Things that also can be fixed:

  1. There are more papers that use diffusion models for purification; please check them out and cite them properly in the paper.
  2. The first part of the related work is very similar to the introduction section; please consider rewording it.
  3. Figure 2 which shows the structure of your framework has not been referred to in the paper.
  4. The format of citations is different; sometimes "(" comes without a space between the sentence and the citation.
  5. There is a lack of justification (explanation) for each individual loss in section 4.3.

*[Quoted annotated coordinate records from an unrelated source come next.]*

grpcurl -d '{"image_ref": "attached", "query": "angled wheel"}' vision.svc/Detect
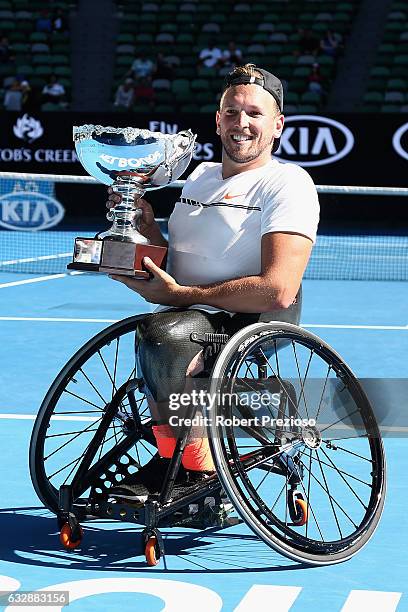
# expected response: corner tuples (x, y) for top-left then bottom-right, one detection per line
(145, 536), (160, 567)
(208, 322), (386, 565)
(30, 315), (156, 512)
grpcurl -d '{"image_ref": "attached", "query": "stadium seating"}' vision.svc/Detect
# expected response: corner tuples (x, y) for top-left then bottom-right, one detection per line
(112, 0), (359, 112)
(0, 0), (75, 110)
(359, 0), (408, 113)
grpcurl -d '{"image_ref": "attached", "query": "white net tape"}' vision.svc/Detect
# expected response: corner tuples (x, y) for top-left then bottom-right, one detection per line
(0, 172), (408, 196)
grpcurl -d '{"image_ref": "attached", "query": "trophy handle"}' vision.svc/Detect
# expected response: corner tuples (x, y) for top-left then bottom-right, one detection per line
(98, 175), (149, 244)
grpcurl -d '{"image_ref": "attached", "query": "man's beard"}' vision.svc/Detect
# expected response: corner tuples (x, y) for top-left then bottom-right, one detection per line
(222, 139), (272, 164)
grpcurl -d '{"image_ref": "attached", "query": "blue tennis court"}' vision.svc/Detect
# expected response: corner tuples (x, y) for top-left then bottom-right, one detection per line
(0, 256), (408, 612)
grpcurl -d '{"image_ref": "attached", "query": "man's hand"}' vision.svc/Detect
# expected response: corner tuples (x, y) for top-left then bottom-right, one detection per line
(110, 257), (184, 306)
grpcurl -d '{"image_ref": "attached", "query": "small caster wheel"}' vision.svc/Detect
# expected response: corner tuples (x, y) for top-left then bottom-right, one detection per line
(293, 497), (309, 527)
(288, 490), (309, 527)
(60, 523), (83, 550)
(145, 536), (160, 567)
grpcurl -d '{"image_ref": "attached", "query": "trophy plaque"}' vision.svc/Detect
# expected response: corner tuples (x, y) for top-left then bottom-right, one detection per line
(68, 125), (196, 278)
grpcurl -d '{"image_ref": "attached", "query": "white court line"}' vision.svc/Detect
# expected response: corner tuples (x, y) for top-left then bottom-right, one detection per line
(0, 320), (408, 331)
(0, 271), (84, 289)
(300, 323), (408, 331)
(0, 411), (97, 423)
(0, 411), (408, 434)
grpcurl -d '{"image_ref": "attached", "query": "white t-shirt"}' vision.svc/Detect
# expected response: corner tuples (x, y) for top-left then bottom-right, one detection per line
(167, 159), (319, 290)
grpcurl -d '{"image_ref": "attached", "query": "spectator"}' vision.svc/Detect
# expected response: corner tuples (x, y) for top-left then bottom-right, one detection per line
(198, 40), (222, 68)
(222, 40), (243, 70)
(299, 30), (320, 55)
(35, 9), (52, 34)
(4, 79), (23, 111)
(0, 36), (14, 64)
(42, 74), (65, 104)
(113, 78), (135, 108)
(308, 63), (324, 94)
(320, 30), (341, 57)
(20, 80), (40, 113)
(135, 79), (154, 108)
(130, 52), (155, 81)
(153, 53), (174, 80)
(52, 8), (68, 33)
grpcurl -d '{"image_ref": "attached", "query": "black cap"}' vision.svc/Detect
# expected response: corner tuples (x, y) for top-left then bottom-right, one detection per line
(224, 65), (283, 153)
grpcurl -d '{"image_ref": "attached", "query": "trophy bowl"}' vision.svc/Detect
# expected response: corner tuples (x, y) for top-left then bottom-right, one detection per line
(68, 125), (196, 278)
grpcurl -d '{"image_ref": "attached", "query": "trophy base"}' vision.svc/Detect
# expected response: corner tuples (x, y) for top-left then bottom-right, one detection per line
(67, 238), (167, 279)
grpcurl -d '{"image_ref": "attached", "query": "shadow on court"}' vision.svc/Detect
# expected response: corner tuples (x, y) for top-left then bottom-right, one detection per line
(0, 507), (308, 574)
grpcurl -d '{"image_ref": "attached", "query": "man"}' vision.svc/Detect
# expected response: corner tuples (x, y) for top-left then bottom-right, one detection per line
(113, 78), (135, 108)
(108, 64), (319, 501)
(198, 40), (222, 68)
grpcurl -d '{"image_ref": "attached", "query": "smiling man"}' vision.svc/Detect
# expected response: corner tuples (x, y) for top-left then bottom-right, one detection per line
(108, 64), (319, 501)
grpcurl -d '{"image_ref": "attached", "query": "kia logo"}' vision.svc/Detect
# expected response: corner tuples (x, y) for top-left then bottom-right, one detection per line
(392, 123), (408, 159)
(0, 191), (65, 231)
(277, 115), (354, 166)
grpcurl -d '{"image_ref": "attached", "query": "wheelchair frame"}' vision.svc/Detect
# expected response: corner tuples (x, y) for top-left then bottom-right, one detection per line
(30, 315), (386, 565)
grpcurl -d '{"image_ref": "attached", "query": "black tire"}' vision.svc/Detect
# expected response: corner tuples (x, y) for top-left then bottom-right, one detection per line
(29, 315), (156, 512)
(208, 322), (386, 565)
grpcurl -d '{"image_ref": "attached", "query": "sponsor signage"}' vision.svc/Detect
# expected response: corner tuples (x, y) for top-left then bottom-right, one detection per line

Very important: Section 3.3 (PROMPT TUNING): The citation of "(Zhou et al., 2022)" in your sentence can lead to the argument that you have proposed the "prompt tuning" method!!

问题

  1. Section 3.2 (DIFFENDER)
    1. What is the noise ratio?
    2. Why should you be able to estimate the mask by taking the difference between x_adv and x_p?
    3. What is the comparison of computational cost between predicting the mask using the mentioned two methods?
    4. Why do you need to have two versions with a prompt and empty text?
  2. Section 3.3 (PROMPT TUNING)
    1. Where does the ground-truth mask come from?
  3. Section 4.1 (EXPERIMENTAL SETTINGS)
    1. Why did you need to use STE for performing an attack?
    2. Why do you need to use EOT + BPDA attack?
  4. Section 4.2 (EVALUATION ON IMAGENET)
    1. What is an 8-shot process?
  5. Section 4.3 (ABLATION STUDIES AND ADDITIONAL RESULTS)
    1. How did you train the model without the restoration step, and what did you do with the localized area of the attack (zero it out)? If your localization steps work correctly, you should have achieved better results, as previous work, like PatchZero, showed better performance.